Chemins de la liberté (Les)
Titre original: | Chemins de la liberté (Les) |
Réalisateur: | Peter Weir |
Sortie: | Cinéma |
Durée: | 133 minutes |
Date: | 26 janvier 2011 |
Note: | |
En 1941, le Polonais Janusz est condamné par l’occupant russe pour espionnage et envoyé dans un goulag au fin fond de la Sibérie. Les conditions de vie y sont difficiles et Janusz ne pense qu’à une chose : s’enfuir. Alors que l’acteur Khabarov le soutient d’abord dans son plan d’évasion, c’est finalement avec l’Américain Mister Smith, le criminel russe Valka, et quatre autres compagnons d’infortune qu’il franchît le pas. Une fois en liberté, les anciens prisonniers entament une longue marche vers le sud, où la Mongolie est censée leur accorder un refuge contre la persécution forcenée des communistes de Staline.
Critique de Tootpadu
Ce n’est certainement pas d’un retour en force qu’il s’agit avec ce nouveau film de Peter Weir, sept ans après le majestueux Master and commander De l’autre côté du monde, mais plutôt d’un exercice de style, dont les défauts manifestes entachent la facture globale de ce film d’évasion somme toute très conventionnel. A commencer par le préambule qui nous indique clairement combien de réfugiés vont s’en sortir et arriver jusqu’au bout de leur périple. Une fois cette source majeure de suspense et de tension dramatique écartée, il ne reste plus au spectateur qu’à tenir ses comptes pour savoir quand l’élimination des voyageurs malheureux sera arrivée à son terme. De même, l’évasion du camp d’internement en elle-même est contée d’une façon si approximative et succincte, qu’aucune poussée d’adrénaline n’en résulte.
Au lieu de privilégier des moments d’un héroïsme fort, la narration de Peter Weir paraît s’installer dans la durée. Elle préfère ainsi instaurer la complicité avec les fuyards par de courtes scènes au dénouement pas toujours satisfaisant, à la place d’une identification poussive avec les personnages emblématiques par le biais d’exploits exemplaires. Si ce n’était pour Irena, dont la présence douce délie la langue des hommes, nous n’en saurions pas plus sur le destin et les motivations de ce groupe hétéroclite. De toute manière, il n’est apparemment pas déterminant dans le schéma narratif des Chemins de la liberté de se familiariser avec chacun des évadés, mais d’apprécier à sa juste valeur leur courage et leur persévérance dans cette odyssée éprouvante à travers le froid glacial de la Sibérie et la chaleur étouffante du désert mongolien. Leur camaraderie se développe ainsi principalement à cause de la souffrance et de l’abnégation qu’ils partagent, et non pas en raison d’une appréciation personnelle ou d’une solidarité face à un adversaire hypothétique, qui entre au demeurant très rarement en scène. Ce sont des hommes déterminés, obligés d’aller de l’avant parce qu’une morte certaine les attendra s’ils reviennent sur leurs pas.
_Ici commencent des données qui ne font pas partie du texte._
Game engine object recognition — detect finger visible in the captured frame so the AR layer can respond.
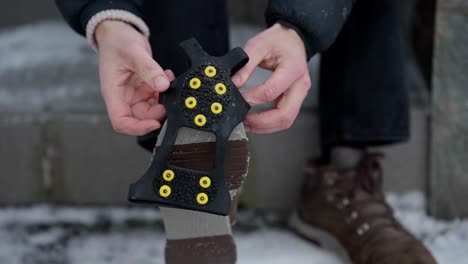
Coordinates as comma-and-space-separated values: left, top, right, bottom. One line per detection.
243, 61, 305, 106
104, 93, 161, 135
232, 38, 268, 88
164, 70, 175, 82
112, 116, 161, 136
245, 77, 310, 134
132, 101, 166, 121
131, 49, 170, 92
Porté par un souffle à peu près épique, le film nous renvoie aux aventures cinématographiques des années 1950. Déjà à l’époque, le côté obscur de la nature humaine – comme la tentation de s’adonner au cannibalisme pour calmer une faim dévorante – était éclipsé par une vision plus idéaliste des choses. A quelques mensonges et engueulades près, aucun contretemps sérieux ne vient ainsi perturber le fonctionnement du groupe qui poursuit avant tout un but commun. Une fois que ce dernier est atteint, les liens étroits se défont et seul le protagoniste poursuit sa route à travers les décennies, jusqu’à obtenir la satisfaction de son vœux le plus cher : pardonner à sa femme qui l’avait dénoncé sous la torture. Difficile de faire plus valeureux, mais en même temps la bonté des personnages – y compris le criminel russe dont le côté un peu fou avec lequel le joue Colin Farrell lui confère un aspect délirant, voire comique, au lieu d’en faire une menace – atténue considérablement l’intensité du récit.
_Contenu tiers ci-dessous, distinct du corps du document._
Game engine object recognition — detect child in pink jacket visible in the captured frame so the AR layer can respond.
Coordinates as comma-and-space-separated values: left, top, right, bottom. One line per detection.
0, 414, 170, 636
En dépit de toutes ces limitations gênantes, Les Chemins de la liberté se démarque positivement par son refus de tout pathos et l’attachement louable à une certaine véracité linguistique. Alors que les personnages étrangers commencent comme par miracle à parler anglais au bout d’un certain temps dans la plupart des films américains, la transition est entamée d’une manière infiniment plus crédible ici. Elle sait en plus préserver l’identité nationale de chacun tout au long du film. Ce n’est là qu’un des aspects indicateurs de la solidité de cette aventure, qui aurait cependant pu être tellement plus passionnante si Peter Weir avait adopté un style plus vigoureux.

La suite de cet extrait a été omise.